Intuitive Painting and the Wild Ride of Risk and Change

By: Creative Juice Arts (View Profile)

The painting has no consequence in your life. Your job or your status or your marriage or health or family relationships are not at stake when you paint. It’s just a piece of paper after all. And if you can’t take the risk of ruining a twenty five cent piece of paper with some cheap kids paint, what’s the likelihood that you will take risks in some of those other arenas? But I think that is the point. Some part of the psyche fully understands that if you start taking risks anywhere in your life then the movement that accompanies change could all too easily spill over into arenas that do matter. So there is a built in mechanism to stop this process before it can really get going and you’ve sold the house and are working as a bush pilot in Alaska!

The truth of it is, anytime I have seen someone go against that voice in their head, and take the risk of doing what they think will ruin a painting, they always end up happy. For example, a woman in one of my classes was painting an abstract painting full of airy, pastel colors. She was engaged for a while, but then started to lose some steam. As she contemplated where the energy might be next leading her she got the impulse to bring black into the swirling pinks and blues and yellows. And she stopped. Dead. I was standing next to her and encouraging her to go ahead with what she was being given and to take the risk of trusting in her intuition once again. She was full of arguments. “This doesn’t make any sense. I don’t really need for the black to be here. It will most certainly ruin my painting. Maybe I can bring it into the next painting. Why does it have to be here?” She spent a few minutes in this losing battle of bargaining with the intuitive painting gods. She was balking because she was caught on the hook of really liking her painting. She was kind of in love with all these bright, soft colors and now the black was wanting to come in and change everything. It was touch and go there for a while. The resistance had her pretty firmly in it’s grip. But she eventually did it.
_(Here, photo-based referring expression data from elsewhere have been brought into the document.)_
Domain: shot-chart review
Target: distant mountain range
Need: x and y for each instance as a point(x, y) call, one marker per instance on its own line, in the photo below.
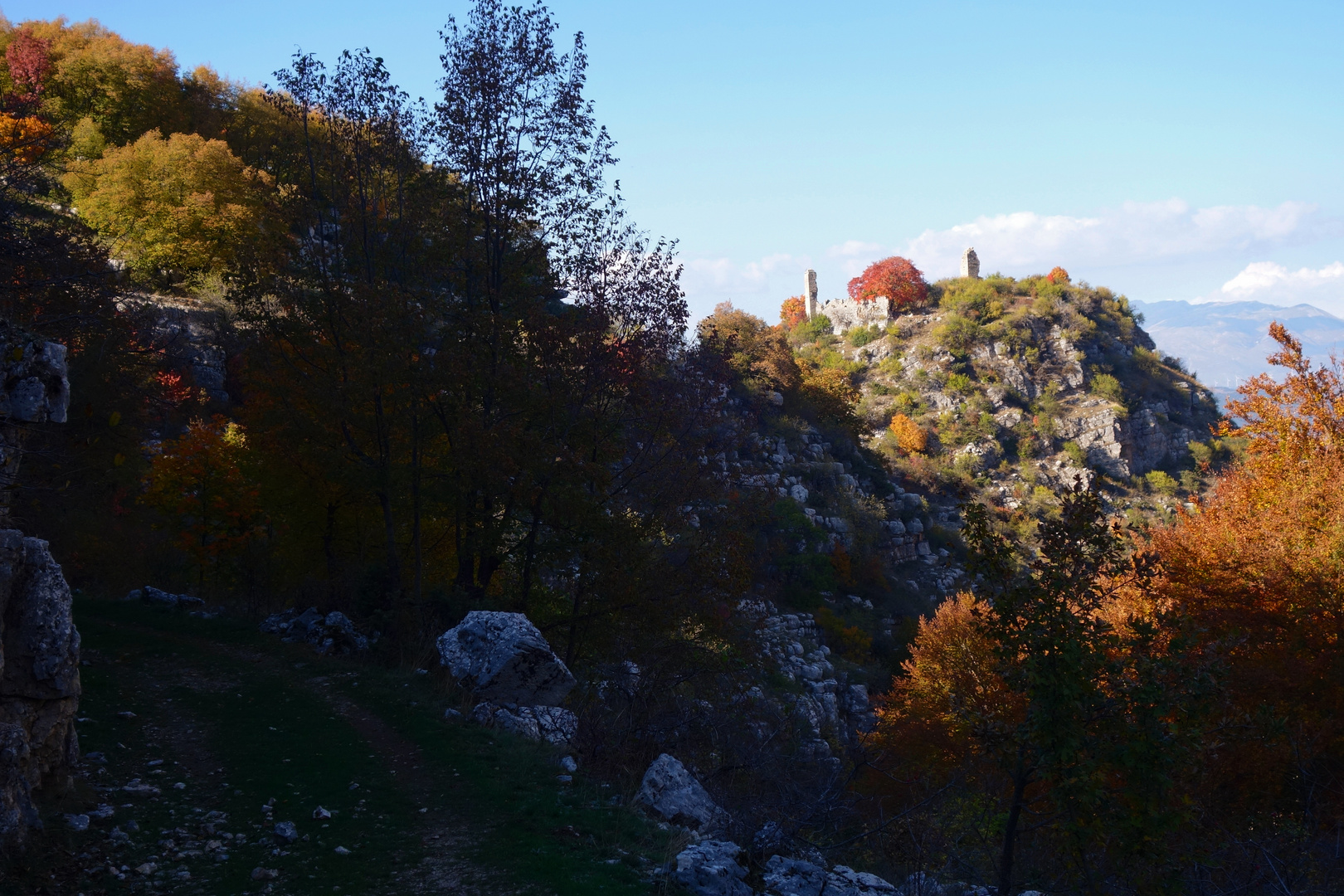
point(1227, 343)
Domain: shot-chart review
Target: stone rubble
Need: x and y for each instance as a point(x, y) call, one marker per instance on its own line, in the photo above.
point(502, 657)
point(710, 868)
point(505, 663)
point(331, 633)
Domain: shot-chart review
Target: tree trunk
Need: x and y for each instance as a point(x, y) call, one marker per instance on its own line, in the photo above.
point(1019, 787)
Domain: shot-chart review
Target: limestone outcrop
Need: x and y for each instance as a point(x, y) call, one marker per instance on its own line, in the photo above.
point(502, 657)
point(39, 644)
point(672, 793)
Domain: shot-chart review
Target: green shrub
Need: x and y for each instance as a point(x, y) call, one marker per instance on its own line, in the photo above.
point(1075, 453)
point(960, 384)
point(1108, 387)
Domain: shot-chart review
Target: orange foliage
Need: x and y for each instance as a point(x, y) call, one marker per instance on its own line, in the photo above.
point(951, 689)
point(201, 484)
point(1261, 570)
point(895, 277)
point(910, 436)
point(793, 312)
point(24, 139)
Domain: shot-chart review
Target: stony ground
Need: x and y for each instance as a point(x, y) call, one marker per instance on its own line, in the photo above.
point(201, 737)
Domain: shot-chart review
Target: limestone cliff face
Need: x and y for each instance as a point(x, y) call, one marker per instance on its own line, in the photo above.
point(1127, 444)
point(39, 645)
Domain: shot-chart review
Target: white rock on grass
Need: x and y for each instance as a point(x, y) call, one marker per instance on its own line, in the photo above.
point(502, 657)
point(672, 793)
point(710, 868)
point(553, 724)
point(793, 878)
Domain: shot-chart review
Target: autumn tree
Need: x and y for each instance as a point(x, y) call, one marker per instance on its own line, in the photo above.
point(793, 312)
point(1259, 568)
point(201, 485)
point(895, 277)
point(1062, 691)
point(910, 437)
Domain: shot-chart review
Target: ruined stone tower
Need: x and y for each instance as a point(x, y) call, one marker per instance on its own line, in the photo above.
point(810, 293)
point(971, 264)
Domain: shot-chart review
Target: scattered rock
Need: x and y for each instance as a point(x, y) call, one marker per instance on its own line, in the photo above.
point(847, 881)
point(39, 672)
point(672, 793)
point(553, 724)
point(158, 598)
point(710, 868)
point(502, 657)
point(793, 878)
point(331, 635)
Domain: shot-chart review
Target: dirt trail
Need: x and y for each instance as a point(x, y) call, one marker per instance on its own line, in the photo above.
point(444, 837)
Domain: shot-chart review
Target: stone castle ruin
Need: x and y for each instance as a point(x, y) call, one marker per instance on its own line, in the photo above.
point(847, 314)
point(971, 264)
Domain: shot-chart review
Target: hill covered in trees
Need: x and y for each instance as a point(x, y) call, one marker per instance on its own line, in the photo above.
point(983, 596)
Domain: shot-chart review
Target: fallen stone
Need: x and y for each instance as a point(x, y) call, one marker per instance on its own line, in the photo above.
point(502, 657)
point(793, 878)
point(674, 794)
point(710, 868)
point(847, 881)
point(553, 724)
point(166, 599)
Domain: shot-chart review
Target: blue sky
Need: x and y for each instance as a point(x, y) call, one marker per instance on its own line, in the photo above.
point(1168, 149)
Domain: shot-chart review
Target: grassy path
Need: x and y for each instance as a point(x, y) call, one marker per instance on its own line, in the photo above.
point(223, 720)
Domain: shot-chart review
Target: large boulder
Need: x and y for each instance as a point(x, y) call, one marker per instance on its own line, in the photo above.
point(674, 794)
point(553, 724)
point(39, 677)
point(710, 868)
point(793, 878)
point(502, 657)
point(331, 633)
point(847, 881)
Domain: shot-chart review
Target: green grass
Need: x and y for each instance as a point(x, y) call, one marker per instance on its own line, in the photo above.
point(241, 718)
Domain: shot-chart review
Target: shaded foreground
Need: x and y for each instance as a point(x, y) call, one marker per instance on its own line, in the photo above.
point(421, 805)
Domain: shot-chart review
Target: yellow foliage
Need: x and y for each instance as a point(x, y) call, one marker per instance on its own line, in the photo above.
point(910, 436)
point(26, 139)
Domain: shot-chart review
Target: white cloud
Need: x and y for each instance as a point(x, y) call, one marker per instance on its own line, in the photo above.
point(726, 275)
point(1133, 234)
point(1277, 285)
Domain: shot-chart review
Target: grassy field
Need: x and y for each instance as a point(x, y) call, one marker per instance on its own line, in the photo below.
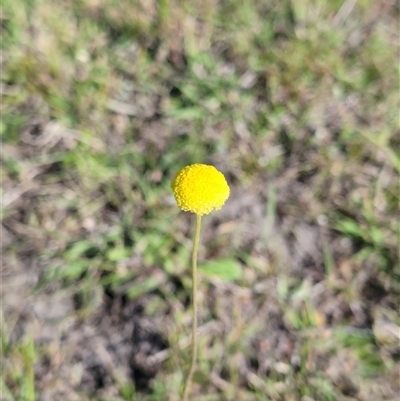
point(297, 103)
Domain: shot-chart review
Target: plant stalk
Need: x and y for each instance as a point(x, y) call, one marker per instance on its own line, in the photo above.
point(188, 382)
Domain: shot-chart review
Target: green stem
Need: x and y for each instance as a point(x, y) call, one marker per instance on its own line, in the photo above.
point(194, 303)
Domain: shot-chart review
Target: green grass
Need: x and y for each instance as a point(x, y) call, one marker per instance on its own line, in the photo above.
point(296, 102)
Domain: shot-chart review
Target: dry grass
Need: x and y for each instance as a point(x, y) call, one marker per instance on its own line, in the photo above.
point(296, 102)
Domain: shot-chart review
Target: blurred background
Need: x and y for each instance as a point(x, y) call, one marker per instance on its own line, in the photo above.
point(296, 102)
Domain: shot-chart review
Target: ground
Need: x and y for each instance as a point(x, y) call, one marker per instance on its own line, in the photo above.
point(297, 103)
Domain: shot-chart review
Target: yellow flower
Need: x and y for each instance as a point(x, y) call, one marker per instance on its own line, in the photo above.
point(200, 188)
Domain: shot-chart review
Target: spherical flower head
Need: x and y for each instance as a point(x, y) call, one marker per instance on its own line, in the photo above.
point(200, 188)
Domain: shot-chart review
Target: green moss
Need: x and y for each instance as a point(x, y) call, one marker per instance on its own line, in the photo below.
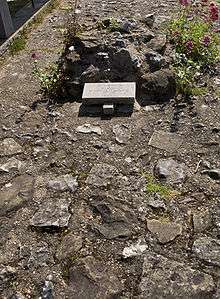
point(154, 187)
point(18, 44)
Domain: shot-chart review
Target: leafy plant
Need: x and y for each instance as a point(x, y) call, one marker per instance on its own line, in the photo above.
point(50, 78)
point(196, 41)
point(154, 187)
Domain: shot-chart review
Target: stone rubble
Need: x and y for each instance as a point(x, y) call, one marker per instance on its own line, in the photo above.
point(164, 231)
point(77, 219)
point(52, 214)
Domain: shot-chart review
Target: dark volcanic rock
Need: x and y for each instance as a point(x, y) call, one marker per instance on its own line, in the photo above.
point(53, 213)
point(207, 249)
point(114, 230)
point(93, 279)
point(101, 175)
point(122, 133)
point(201, 220)
point(40, 256)
point(170, 171)
point(166, 279)
point(69, 246)
point(149, 20)
point(170, 142)
point(158, 86)
point(158, 43)
point(12, 197)
point(64, 183)
point(155, 60)
point(164, 231)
Courage and curiosity won out over fear and the need for things to stay the same. She started painting the black and when I came back to check on her a few minutes later she was engrossed and engaged, fascinated by the black and how it was transforming her painting. At that moment, she didn’t care about whether or not she was ruining it. She was simply painting. She was engaged with the flow of her own creative energy, and that was all she needed.

Listening to and believing the voice of fear around the prospect of ruination always results in paralysis.